According to Johns Hopkins University. 3-day-old broccoli sprouts contain as much as 50 times the amount of some of the health-boosting phytonutrients of the mature broccoli head.
Both forms of broccoli provide valuable nutrition in a delicious and convenient form.
Broccoli contains a wealth of nutrients, including more than 1,000 I.U. of vitamin A, 58 mg of vitamin C, 36 mg of calcium and 1.4 micrograms of selenium in a steamed one-half cup serving.
By contrast, broccoli sprouts contain about half as much vitamin A as mature broccoli and a third of the vitamin C.
Broccoli sprouts are a better source of vitamin K, with nearly 38 micrograms per half-cup serving. Well exceeding mature broccoli, which contains 0.4 micrograms per half-cup.
However, the nutrient that makes broccoli sprouts famous is sulphoraphane. A compound with purported anticancer and antidiabetic properties that is present in high concentrations in 3- to 4-day-old broccoli sprouts.
Two phytochemical compounds in broccoli known as diindolylmethane and indole-3-carbinol were found to have inhibitory properties against prostate cancer in a study published in the April 2011 issue of the journal “Molecular Carcinogenesis.”
The tissue culture study revealed that these compounds have the ability to inhibit both testosterone and estrogen.
These constituents of broccoli inhibit cancer by inhibiting a cell growth factor.
The researchers concluded that, based on the results of their preliminary tissue culture study. Broccoli shows good potential as a cancer-preventive food source.
A study published in the 2011 issue of the journal “Nutrition and Cancer” compared the relative absorption of sulforaphane from broccoli sprouts and broccoli powder and found that a combination of the two showed a synergistic effect, whereby broccoli sprouts enhanced absorption of sulforaphane from broccoli.
Participants in the study consumed four meals to which were added 2 g of broccoli sprouts, 2 g of broccoli powder, both or neither.
Sulforophane absorption, as measured by the amount excreted in urine, was 19 percent for the broccoli alone and 49 percent for the combination of broccoli with broccoli sprouts.

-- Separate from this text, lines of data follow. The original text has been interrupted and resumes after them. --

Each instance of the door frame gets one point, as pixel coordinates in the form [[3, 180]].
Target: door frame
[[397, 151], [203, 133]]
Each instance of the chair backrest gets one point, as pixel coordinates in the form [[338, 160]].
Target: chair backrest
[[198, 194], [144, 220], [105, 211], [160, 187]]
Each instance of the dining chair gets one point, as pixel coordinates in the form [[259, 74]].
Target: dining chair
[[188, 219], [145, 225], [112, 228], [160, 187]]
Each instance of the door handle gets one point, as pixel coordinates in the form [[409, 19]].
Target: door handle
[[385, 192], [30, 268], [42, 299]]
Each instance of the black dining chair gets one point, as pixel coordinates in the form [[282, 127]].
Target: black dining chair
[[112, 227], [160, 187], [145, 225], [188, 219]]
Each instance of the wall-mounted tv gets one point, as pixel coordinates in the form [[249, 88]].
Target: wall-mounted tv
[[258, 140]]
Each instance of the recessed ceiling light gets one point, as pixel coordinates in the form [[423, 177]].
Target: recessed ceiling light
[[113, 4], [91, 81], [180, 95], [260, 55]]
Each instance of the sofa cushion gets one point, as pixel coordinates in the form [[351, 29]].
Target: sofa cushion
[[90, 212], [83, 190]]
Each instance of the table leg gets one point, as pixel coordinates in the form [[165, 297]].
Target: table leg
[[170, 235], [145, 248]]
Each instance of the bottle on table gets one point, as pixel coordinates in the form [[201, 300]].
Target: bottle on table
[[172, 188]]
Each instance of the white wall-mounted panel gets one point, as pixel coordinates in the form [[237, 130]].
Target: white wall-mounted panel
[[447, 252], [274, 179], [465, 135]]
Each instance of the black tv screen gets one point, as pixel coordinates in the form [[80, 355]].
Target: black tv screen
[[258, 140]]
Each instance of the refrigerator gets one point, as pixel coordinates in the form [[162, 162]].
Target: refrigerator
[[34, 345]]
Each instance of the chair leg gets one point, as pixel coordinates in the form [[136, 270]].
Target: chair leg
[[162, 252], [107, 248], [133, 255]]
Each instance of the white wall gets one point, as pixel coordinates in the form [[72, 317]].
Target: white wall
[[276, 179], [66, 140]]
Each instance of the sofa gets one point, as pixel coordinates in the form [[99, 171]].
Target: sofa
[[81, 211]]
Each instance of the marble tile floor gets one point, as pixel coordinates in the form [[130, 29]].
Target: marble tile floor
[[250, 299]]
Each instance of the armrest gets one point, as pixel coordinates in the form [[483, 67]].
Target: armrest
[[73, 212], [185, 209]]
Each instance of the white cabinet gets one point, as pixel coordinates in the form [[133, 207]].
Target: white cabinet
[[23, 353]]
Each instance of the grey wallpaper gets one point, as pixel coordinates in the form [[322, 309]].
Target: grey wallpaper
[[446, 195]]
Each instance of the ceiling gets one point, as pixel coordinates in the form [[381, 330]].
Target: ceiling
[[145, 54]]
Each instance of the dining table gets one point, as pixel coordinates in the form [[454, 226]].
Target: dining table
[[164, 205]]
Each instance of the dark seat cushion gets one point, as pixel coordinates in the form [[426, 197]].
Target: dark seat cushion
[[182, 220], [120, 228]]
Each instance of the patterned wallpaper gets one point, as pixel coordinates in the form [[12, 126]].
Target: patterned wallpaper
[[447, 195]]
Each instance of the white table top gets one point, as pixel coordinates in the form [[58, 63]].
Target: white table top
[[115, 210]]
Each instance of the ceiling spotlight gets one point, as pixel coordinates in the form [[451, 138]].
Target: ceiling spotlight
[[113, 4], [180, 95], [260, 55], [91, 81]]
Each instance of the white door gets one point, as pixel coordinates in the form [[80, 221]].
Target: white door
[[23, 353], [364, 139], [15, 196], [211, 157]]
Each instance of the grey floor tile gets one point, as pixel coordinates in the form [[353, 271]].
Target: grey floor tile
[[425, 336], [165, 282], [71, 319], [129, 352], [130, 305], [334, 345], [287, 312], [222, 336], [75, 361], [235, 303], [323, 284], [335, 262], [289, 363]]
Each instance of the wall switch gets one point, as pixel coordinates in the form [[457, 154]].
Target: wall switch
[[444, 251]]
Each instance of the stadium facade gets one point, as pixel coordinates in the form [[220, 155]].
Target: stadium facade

Broccoli sprouts alone showed the highest absorption, at 74 percent.
Broccoli sprouts are heart-healthy, according to a study published in the September 2010 issue of the journal “Plant Foods for Human Nutrition.”
In the laboratory animal study, diets consisting of 2 percent broccoli sprouts for 10 days resulted in lower markers for heart cell damage and up to 86 percent decreased apoptosis — programmed cell death.
Markers for oxidative stress also decreased in the group that consumed broccoli sprouts compared with a control group that did not receive broccoli sprouts.
Liver antioxidants also increased with broccoli sprout supplementation.
The researchers concluded that short-term consumption of broccoli sprouts showed strong cardioprotective benefits in this preliminary animal study.